The accounting profession is currently going through a transformative phase that will continue for the next three decades and result in a lot of significant changes in the field of accounting and finance. It will become imperative for the global professional accounting bodies like ACCA, ICAEW, etc to respond accordingly to these changes because the changing environment will result in a change in the accounting and auditing standards and the reporting rules and regulations. Those who are aware know that there is already a movement to introduce integrated reporting that will change the way we look at reporting.
In order to simplify the situation, we can limit down the change drivers to three. The changes brought about by smart and digital technology, globalization and harmonization of accounting/reporting/disclosure standards and new regulations.
It is expected that as we enter into the next decade, technology is going to progress leaps and bounds and it will become further integrated with business and thus accountants are going to increasingly be in contact with new and cutting edge technologies. This means that accountants will now have to be innovative and adaptable more than ever. They will need to remember their training and skills and use them in situations that they may not have been trained for.
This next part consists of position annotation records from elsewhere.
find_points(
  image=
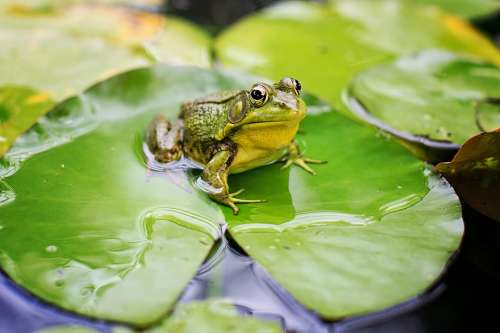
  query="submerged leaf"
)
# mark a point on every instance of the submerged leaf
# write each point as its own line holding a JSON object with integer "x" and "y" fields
{"x": 474, "y": 172}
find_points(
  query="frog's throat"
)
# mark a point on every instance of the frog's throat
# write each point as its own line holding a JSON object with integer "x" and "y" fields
{"x": 224, "y": 132}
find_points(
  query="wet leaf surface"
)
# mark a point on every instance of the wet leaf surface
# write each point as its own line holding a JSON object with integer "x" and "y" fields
{"x": 474, "y": 172}
{"x": 432, "y": 95}
{"x": 90, "y": 228}
{"x": 362, "y": 235}
{"x": 324, "y": 46}
{"x": 101, "y": 234}
{"x": 20, "y": 108}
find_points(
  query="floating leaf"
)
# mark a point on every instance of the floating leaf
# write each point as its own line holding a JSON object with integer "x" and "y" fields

The increasing usage of technology is also going to change the traditional role of accounts. If we look at the increasing usage of artificial technology then we can foresee that in the not so distant future, artificial intelligence is going to replace most of the roles of traditional accountants like bookkeeping, invoicing, reconciliation, etc. This does not mean that the accountants in the future will go out of jobs, no. Instead, this means that their role will change and they will take on a more interpretative and decision making role. Accountants in the future will need to work with the output of artificial intelligence. All the data collected by AI systems will need to be analyzed and this is where the expertise of future accountants will be. But this evidently means that accountants in the future will need to have IT skills as well.
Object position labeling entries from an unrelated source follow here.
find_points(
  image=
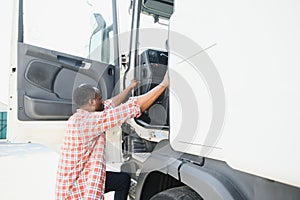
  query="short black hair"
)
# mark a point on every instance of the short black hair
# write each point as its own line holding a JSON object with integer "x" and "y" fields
{"x": 83, "y": 93}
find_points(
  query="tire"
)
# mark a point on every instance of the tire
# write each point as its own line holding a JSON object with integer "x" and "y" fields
{"x": 178, "y": 193}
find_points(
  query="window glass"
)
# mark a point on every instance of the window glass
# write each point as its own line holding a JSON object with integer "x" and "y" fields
{"x": 66, "y": 26}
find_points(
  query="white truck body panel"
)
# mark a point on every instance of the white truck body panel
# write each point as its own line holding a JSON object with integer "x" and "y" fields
{"x": 254, "y": 48}
{"x": 27, "y": 171}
What we can see is that in future the role of accountants will merge with the role of data specialists, or loosely speaking IT engineers. Even today we can see that IT specialists are employed for data mining and cloud computing applications. As time passes and these technologies become more sophisticated, companies are going to value those professional accounts more who also have IT skills because an accountant in the future will be surrounded with technology and data and he will need to have the relevant skills to make sense of all the data for the decision making process.
Another change that we can see is that as technologies become sophisticated, especially with the rollout of 5G, the way we look at workspace will change. Already outsourcing has become a major thing. Shenzen in China Is the hub of outsourcing for fresh entrepreneurs because it provides startups with economies of scale and scope. The cost of setting up production in Shenzen is many times less than that of doing the same in any other place. This trend will continue and outsourcing will become a major mode of running the business.
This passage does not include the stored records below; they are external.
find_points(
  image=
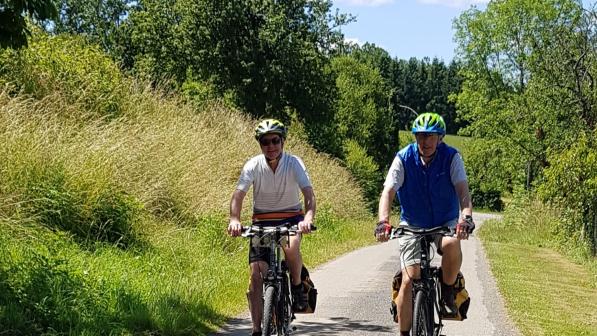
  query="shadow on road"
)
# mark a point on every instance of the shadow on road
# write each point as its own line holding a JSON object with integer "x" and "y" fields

The onset of freelancing platforms is an indicator of the future. Websites like Upwork and Fiverr allow professional accountants to render their services online to clients worldwide. Imagine that a professional accountant living in South Asia today is providing financial services to businesses in Europe, America, Australia, etc. Why? Firstly this is very cost-effective and secondly, this reduces the burden from the businesses to maintain a separate accounting department, thus leaving more time for the owners of the business to focus on core activities. With 5G, real-time communication will become much easier and thus it is expected to further spurt the growth of outsourcing.
In addition to this, those professional accountants who are in a managerial role will see changes in the way they deal with stakeholders. The widespread usage of social media has allowed stakeholders to be continuously in touch with the companies and vice versa and managing stakeholder relations is today more important than ever because you never know when someone may post their negative experience about your business or organization. While this has kept many managers on tiptoe, it has also presented an opportunity for many organizations to work more closely with their stakeholders.
Furthermore, data mining as mentioned before is becoming an important part. Every day a huge quantity of data is generated by social media sites regarding the behavior and preference of millions of users. Organizations are interested in this data because this data gives them understanding and insight into the thinking and behavior patterns of their consumers. At the same time, this has created some negative headlines as well, as Facebook recently came under fire from the US Congress for breaching user privacy and using targeted ads to change behavior or engineer consent.
This relates to the ethical and fair usage of data available, this currently is a grey area and a lot of discourse is taking place in the world to determine the ethical value of such data if it is gained without the consent of the user or consumer. This debate has not been finalized yet, but as you can imagine this will have an impact on compliance, regulations and ethical standards of global accounting bodies in the time to come.
This paints a picture of a future that is evolving and ever-changing and accountants today, whether they are professionally qualified or students, have to bear in mind that their profession is going to be significantly affected by the technological changes that are occurring in this world and so they will have to be innovative and will need to diversify their skill set in order to adapt to the changing circumstance.